I shake my head and walk closer, stopping when only the table separates us. “No, it’s my turn to talk.” I take a breath. “You

said a lot of really unfair things to me.”

He drops his head forward again. “I know.”

“Good,” I say, but his visible lack of animosity now doesn’t change anything. “Because I didn’t deserve almost any of it.

I am sorry about the house and the stairs and for not thinking. I’m not going to stand here and pretend that I understand

anything about what that’s like for you. But I was trying to help figure out a way for us to still do what we were there to

do, and the way you shot me down was— Wren, it was cruel.” My voice automatically starts to soften and I have to fight to

push it back up. “I think I’ve earned a little bit of understanding from you by now. Because there are about a million different

ways you could’ve reacted, and you chose the one that you knew would be the most unkind, and then you turned it into this

whole other thing without even giving me a chance to react.” I pick up speed because there’s no way I’m going to risk him

interrupting me now.

“And yes, I know I’m here doing the exact same thing to you, but too bad. You do not get to blame me for whatever feelings

you have for me, not when you’re the one with a girlfriend. You’re the one who’s not available, you’re the one who I’m not

allowed to want, because if I do, then I’m the bad guy.” All my righteous anger is no match for the actual heartbreak I feel

saying this to him. “I don’t want to be that person, and up until today, you’d been making that really, really hard for me.”
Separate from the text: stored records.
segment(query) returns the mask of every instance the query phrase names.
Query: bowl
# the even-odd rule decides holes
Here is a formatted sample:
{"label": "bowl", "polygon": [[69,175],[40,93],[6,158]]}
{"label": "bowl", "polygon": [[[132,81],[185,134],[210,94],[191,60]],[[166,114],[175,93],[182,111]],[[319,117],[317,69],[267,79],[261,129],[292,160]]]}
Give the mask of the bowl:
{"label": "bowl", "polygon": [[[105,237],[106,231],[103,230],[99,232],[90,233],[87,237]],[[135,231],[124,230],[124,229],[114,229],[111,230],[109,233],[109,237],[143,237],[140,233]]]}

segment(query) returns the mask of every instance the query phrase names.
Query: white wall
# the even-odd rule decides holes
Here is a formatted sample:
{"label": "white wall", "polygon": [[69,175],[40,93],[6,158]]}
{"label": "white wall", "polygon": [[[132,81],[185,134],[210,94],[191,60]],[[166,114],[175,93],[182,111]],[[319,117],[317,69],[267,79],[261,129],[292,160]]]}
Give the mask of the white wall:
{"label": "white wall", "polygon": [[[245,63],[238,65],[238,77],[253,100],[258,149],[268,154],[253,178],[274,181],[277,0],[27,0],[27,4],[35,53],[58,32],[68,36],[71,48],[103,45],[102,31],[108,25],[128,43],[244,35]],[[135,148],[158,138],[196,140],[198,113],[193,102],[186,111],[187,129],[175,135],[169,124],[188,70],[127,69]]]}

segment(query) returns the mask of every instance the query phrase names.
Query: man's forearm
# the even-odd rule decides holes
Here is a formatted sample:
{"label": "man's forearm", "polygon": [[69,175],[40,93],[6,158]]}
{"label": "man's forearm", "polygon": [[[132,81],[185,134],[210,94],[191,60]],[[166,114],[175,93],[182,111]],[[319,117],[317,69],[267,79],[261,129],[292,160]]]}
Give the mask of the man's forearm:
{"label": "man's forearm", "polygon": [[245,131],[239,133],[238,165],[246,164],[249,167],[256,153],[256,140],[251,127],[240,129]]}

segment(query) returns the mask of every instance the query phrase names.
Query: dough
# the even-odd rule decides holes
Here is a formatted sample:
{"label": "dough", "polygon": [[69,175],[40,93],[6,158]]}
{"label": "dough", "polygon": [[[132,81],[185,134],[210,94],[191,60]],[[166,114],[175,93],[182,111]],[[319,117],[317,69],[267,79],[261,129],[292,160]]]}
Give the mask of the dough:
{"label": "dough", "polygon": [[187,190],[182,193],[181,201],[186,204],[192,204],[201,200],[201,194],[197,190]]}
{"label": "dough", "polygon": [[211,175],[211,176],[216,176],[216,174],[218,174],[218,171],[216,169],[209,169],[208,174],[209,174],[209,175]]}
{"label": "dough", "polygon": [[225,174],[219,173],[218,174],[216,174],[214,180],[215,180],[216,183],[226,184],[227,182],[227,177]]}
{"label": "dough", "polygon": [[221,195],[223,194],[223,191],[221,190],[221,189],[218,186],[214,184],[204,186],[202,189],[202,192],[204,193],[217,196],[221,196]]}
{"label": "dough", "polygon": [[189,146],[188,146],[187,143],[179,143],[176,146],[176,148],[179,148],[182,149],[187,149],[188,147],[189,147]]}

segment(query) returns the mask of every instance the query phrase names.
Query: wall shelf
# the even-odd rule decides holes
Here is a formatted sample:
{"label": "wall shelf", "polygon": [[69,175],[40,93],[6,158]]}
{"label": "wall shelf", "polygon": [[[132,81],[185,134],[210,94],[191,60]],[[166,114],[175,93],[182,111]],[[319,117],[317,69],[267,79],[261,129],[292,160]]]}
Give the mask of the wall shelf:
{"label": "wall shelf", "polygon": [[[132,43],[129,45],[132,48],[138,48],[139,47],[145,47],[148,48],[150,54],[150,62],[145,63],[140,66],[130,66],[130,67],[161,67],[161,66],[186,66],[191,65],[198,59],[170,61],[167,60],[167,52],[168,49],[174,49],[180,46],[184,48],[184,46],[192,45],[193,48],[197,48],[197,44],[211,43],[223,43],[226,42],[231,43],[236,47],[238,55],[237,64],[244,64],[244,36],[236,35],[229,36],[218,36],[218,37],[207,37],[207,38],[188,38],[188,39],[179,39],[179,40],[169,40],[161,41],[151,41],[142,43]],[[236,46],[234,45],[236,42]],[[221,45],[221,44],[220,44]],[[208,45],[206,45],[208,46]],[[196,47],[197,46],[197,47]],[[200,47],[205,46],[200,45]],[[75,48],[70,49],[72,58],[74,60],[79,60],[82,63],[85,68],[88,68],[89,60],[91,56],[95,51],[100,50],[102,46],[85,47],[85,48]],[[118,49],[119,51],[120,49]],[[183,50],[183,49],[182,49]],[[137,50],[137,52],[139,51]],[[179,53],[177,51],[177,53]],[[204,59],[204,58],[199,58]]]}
Now would be a great time for him to yell at me or even blame me again, to call me Tourist Girl and mean it the same way he

did that first day we met. Anything to chase away this lump in my throat.

He’s certainly breathing hard enough that I expect it, and when he opens his mouth, his voice is hard. It’s his words that

aren’t.

“Come here.”

I frown because I really need to feel a certain way right now and I don’t trust my reaction to anything less than anger from

him. “What?”

His eyes lock with mine. “I said, ‘Come here.’”

I shouldn’t be going anywhere near him, but my legs have other ideas and I’m rounding the table before I can decide if getting

closer to him is the worst idea I’ve ever had. As soon as I’m within reach of him, I don’t have to walk anymore.

Those exact same arms that I casually admired that first day in the museum gift shop are around me, pulling me closer until

I have no choice but to stumble into his lap. And when he slides his hand up my neck and to my jaw, lifting my face to his,

I could’ve stopped breathing more easily than I could’ve stopped what happened next.

“It’s not your fault,” he says, and I feel his breath ghost over my lips. “It was never anybody’s fault but mine.” His gaze

drops to my mouth, and I know I need to pull away now as his thumb brushes my skin, before either of us forgets why this can’t

happen.

Because I can’t think beyond his arms and his face and how little it would take to feel his lips against mine.

Oh please don’t do this, don’t want this, don’t grab his shirt and lift your mouth that final fraction of an inch. Please. Please.

And that’s when we both hear the door open. And that sudden shocked breath that reminds us that there has always been only

one truly innocent person in all this, and she now knows exactly how guilty Wren and I are.